A Comparative Study of Dissolution Profile and Its Validation for Levonorgestrel and Ethinylestradiol Combined Oral Doses Form Tablet

Abstract

Dissolution is one of the most important characteristics of a drug directly effect on the drug absorption and bioavailability. The dissolution of Levonorgestrel and Ethinylestradiol from oral dosage forms at different dissolution media: Acetate, HCl, Water and Phosphate have been studied by using an RP-HPLC method. Dissolution of Levonorgestrel after 60 min in acetate, HCl, water and phosphate were 98, 95, 97 and 98% respectively. For Ethinylestradiol dissolution after 60 min at indicated media were 91, 82, 92 and 93% respectively.

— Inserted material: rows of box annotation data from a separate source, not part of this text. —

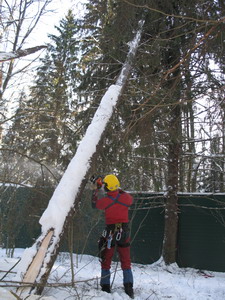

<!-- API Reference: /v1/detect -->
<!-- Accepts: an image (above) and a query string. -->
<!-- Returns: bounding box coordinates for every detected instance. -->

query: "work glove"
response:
[90,175,103,189]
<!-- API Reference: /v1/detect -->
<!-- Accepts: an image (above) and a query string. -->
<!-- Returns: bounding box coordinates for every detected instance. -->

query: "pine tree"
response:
[5,11,80,184]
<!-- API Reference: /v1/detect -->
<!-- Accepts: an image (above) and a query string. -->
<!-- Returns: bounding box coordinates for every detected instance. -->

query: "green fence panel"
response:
[177,194,225,272]
[130,193,164,264]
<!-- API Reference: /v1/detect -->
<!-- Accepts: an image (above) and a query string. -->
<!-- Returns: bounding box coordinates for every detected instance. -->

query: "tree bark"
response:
[17,21,144,296]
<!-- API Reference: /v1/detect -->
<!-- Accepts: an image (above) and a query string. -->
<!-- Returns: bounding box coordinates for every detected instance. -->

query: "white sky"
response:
[32,0,87,45]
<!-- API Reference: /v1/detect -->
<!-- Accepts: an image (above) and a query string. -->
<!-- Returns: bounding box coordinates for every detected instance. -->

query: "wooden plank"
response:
[17,230,54,296]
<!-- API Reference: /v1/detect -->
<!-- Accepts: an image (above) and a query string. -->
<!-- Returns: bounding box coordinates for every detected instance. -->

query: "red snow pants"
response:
[101,246,131,270]
[99,223,131,270]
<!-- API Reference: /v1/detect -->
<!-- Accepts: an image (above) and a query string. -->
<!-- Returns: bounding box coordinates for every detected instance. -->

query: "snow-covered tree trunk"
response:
[17,21,144,296]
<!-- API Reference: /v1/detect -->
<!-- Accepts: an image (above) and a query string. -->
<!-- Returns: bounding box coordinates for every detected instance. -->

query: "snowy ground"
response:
[0,249,225,300]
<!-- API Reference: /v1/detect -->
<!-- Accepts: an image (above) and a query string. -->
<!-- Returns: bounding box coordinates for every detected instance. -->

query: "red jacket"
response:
[92,190,133,225]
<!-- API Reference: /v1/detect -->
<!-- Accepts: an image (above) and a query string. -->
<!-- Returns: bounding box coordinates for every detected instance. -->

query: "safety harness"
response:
[105,193,129,209]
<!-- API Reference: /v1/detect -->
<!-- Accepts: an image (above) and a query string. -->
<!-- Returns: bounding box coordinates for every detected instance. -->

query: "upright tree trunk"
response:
[163,105,180,264]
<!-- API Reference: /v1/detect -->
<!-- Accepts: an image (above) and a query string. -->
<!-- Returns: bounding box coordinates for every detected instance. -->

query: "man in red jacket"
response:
[92,174,134,298]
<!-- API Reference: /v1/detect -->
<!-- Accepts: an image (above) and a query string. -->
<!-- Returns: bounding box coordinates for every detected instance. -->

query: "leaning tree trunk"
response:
[17,21,144,296]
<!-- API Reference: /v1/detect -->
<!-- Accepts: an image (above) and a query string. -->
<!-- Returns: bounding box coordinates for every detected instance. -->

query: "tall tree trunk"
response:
[163,105,181,264]
[17,21,144,296]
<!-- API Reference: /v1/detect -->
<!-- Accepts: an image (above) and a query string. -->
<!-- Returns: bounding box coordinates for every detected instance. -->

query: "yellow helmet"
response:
[103,174,120,191]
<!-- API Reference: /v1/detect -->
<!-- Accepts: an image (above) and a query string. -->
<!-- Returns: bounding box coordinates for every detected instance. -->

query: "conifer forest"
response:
[0,0,225,270]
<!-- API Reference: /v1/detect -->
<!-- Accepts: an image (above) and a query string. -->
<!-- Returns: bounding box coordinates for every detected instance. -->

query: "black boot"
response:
[124,282,134,299]
[101,284,111,293]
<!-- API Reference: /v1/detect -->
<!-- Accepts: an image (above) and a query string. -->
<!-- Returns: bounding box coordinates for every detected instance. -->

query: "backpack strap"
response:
[105,193,130,210]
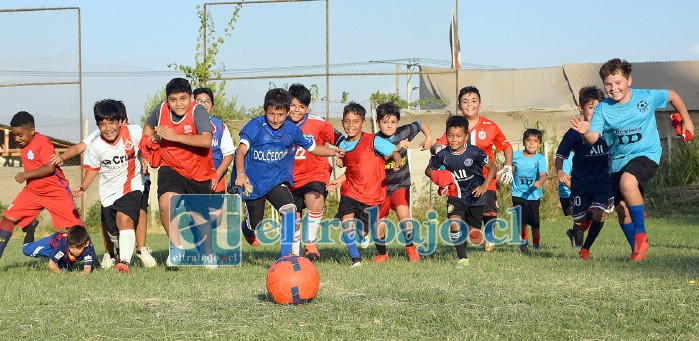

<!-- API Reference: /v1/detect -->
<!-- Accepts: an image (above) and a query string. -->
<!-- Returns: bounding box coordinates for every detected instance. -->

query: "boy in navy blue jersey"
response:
[22,225,97,274]
[512,129,548,252]
[571,58,694,261]
[234,89,343,257]
[425,116,496,269]
[556,86,613,260]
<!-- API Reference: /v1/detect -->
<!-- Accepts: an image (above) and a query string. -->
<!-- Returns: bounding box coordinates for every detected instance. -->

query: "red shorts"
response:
[2,189,84,230]
[379,188,410,219]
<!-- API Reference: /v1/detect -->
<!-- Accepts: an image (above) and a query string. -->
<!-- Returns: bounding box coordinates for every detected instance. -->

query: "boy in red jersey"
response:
[435,86,513,252]
[0,111,83,257]
[287,84,344,261]
[328,102,402,267]
[141,78,216,266]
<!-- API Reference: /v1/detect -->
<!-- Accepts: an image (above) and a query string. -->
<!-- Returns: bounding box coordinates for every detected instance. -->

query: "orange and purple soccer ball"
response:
[267,256,320,304]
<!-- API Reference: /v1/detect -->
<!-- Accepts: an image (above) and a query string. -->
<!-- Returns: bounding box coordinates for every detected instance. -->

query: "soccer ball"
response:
[267,256,320,304]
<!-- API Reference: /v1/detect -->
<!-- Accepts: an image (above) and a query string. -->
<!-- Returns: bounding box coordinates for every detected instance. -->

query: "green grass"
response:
[0,217,699,340]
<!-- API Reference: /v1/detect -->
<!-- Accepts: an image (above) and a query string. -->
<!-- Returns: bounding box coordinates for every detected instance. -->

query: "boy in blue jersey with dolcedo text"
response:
[571,58,694,261]
[556,86,614,260]
[425,116,496,269]
[512,129,548,252]
[234,88,344,257]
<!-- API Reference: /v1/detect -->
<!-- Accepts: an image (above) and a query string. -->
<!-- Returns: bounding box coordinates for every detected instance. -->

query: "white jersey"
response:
[83,125,143,207]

From that point HCl media has been rejected. Difference (f1) and similarity (f2) factor of test sample has been calculated comparing with Microgynon 30 mg Tablet (reference dose) and dissimilarity was found in water and phosphate media and can reject both of them. Only acetate media has been found the best option among four dissolution media for simultaneous determination of Levonorgestrel and Ethinylestradiol COCs. By using acetate buffer a complete analytical dissolution method has been validated accurding to FDA, ICH and USP category 1 requirement. It was found that this method was permeated all validation parameter. This acetate buffer has successfully been used for determination of both active from Levonorgestrel/Ethinylestradiol tablet that was manufactured by five different companies.